三玖は脱衣場に入ってから、風太郎は大変そうだと呟いた。
「三玖たちも、何もこのタイミングで試さなくてもいいじゃないですか......しかし、呆れました。あの人は自分で解決するつもりはないのですかね」
「仕方ないよ。たった半年で私たちを見分けようなんて、無理な話だもん」
一拍間が空いた。その一拍の間に、五月はあるものを見た。
「そうですね。このまま彼に任せていては......」
その頃風太郎は、変わらず中野祖父に教えを乞うていた。
「なあ爺さん、教えてくださいよ。あいつらを見分けるコツとかないんですか?」
「......、......」
「......!も、もう一度!」
返答したということは、答えを教えてくれたということ。風太郎が耳を近づけてもう一度聞くと、答えは帰ってきた。
「愛」
「......へ?」
「愛があれば見分けられる」
風太郎の脳内で「愛」という単語が何度もループする。
「(おいおいおい、発端はこの人か!偽五月の腿の傷は消えてるかもしれねぇってのに!急がなきゃなんねぇ時にその理論かよ!)」
以前五月や四葉に言われた愛があれば分かる理論。
風太郎はその時五つ子の頭を末期だと思ったが、目の前の男から母へ、母から娘へと親子三代に渡っている理論ならば仕方ないかと無理やり納得した。

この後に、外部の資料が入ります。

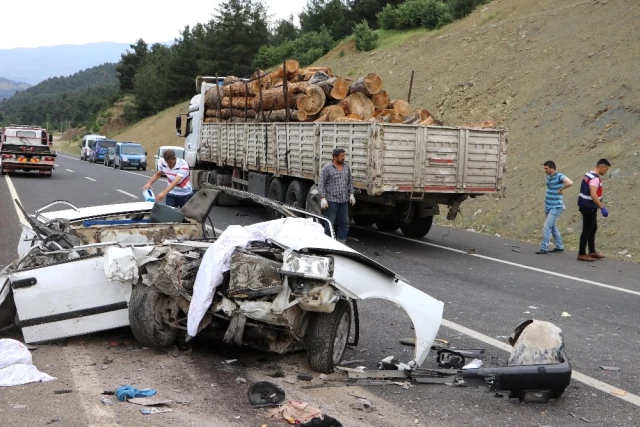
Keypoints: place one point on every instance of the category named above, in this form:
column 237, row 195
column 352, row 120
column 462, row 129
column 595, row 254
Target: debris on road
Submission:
column 154, row 410
column 128, row 392
column 295, row 412
column 363, row 405
column 264, row 394
column 16, row 365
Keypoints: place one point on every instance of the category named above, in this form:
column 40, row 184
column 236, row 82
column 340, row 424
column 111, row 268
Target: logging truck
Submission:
column 26, row 148
column 271, row 136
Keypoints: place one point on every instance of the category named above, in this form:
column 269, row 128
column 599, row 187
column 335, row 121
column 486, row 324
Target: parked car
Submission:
column 88, row 141
column 130, row 155
column 100, row 148
column 287, row 287
column 109, row 156
column 178, row 150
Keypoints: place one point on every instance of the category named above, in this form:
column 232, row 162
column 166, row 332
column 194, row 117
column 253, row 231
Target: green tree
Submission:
column 129, row 64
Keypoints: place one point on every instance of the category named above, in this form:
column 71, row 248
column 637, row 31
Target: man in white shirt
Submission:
column 176, row 170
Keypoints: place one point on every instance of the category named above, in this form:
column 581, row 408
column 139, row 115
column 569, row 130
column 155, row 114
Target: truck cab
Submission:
column 130, row 155
column 26, row 148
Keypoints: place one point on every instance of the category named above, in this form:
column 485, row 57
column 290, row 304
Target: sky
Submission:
column 38, row 23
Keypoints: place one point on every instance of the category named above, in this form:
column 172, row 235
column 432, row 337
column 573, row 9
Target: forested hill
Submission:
column 77, row 97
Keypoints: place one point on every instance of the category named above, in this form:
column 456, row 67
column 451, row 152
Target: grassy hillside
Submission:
column 559, row 75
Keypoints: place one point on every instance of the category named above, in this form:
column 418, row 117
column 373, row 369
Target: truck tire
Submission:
column 418, row 227
column 145, row 318
column 297, row 194
column 364, row 220
column 387, row 223
column 327, row 337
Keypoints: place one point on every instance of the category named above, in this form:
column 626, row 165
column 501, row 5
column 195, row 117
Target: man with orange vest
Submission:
column 589, row 202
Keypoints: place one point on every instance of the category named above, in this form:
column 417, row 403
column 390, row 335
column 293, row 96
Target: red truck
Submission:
column 26, row 148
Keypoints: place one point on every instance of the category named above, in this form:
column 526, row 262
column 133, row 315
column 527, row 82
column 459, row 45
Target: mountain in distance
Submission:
column 9, row 87
column 33, row 65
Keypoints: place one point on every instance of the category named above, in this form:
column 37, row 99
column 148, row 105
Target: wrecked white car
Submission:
column 281, row 285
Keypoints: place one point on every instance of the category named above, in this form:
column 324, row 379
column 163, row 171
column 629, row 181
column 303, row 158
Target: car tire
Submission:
column 328, row 336
column 387, row 223
column 297, row 194
column 364, row 220
column 145, row 318
column 418, row 227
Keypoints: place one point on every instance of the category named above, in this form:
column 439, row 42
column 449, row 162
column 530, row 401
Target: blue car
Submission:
column 130, row 155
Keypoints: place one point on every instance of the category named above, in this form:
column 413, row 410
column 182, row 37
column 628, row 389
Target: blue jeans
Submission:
column 550, row 228
column 177, row 201
column 338, row 213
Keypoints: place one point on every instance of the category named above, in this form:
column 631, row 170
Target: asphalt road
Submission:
column 489, row 292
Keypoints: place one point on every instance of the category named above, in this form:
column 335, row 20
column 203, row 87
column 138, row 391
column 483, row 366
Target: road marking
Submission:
column 128, row 194
column 513, row 264
column 587, row 380
column 14, row 196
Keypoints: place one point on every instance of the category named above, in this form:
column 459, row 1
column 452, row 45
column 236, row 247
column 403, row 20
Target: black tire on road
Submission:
column 327, row 337
column 418, row 227
column 297, row 194
column 365, row 220
column 387, row 223
column 145, row 318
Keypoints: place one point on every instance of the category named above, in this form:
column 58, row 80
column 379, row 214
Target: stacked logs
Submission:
column 291, row 93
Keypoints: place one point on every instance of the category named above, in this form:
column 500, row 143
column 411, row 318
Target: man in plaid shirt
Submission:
column 336, row 193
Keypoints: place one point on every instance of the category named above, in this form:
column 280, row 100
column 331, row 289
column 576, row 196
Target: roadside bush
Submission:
column 305, row 49
column 366, row 39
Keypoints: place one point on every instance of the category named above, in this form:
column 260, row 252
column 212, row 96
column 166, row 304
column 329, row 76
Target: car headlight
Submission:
column 309, row 266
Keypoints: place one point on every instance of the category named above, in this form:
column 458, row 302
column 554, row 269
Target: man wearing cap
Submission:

「長い月日を経て......相手の仕草、声、ふとした癖を知ること......それはもはや愛と言える。孫を見分ける。そう言ったな。それは一朝一夕にはできん」
「(ぐ、たしかに......)」
「お主はなんのために孫を見分けたいんだ。見分けられるようになってお主がしたいことはなんだ。お主に、孫と向き合う覚悟があるのか?」
そして同時刻。一花は四葉と話し終えてから、どこか吹っ切れた様子でいた。
「おっと」
「一花、大丈夫?」
屋根を伝って窓から廊下に戻ったとき、一花は躓きかけた。
「うん。大丈夫」
「気をつけないと、また山に登ってる時みたいに足首捻っちゃうよ」
「いやー、面目ないよ」
そして脱衣場であるものを見た五月は、すぐに三玖の手を掴んだ。
「どうしたの五月?」
「その足......」
視線が向いているのは三玖の腿。横一筋に傷があった。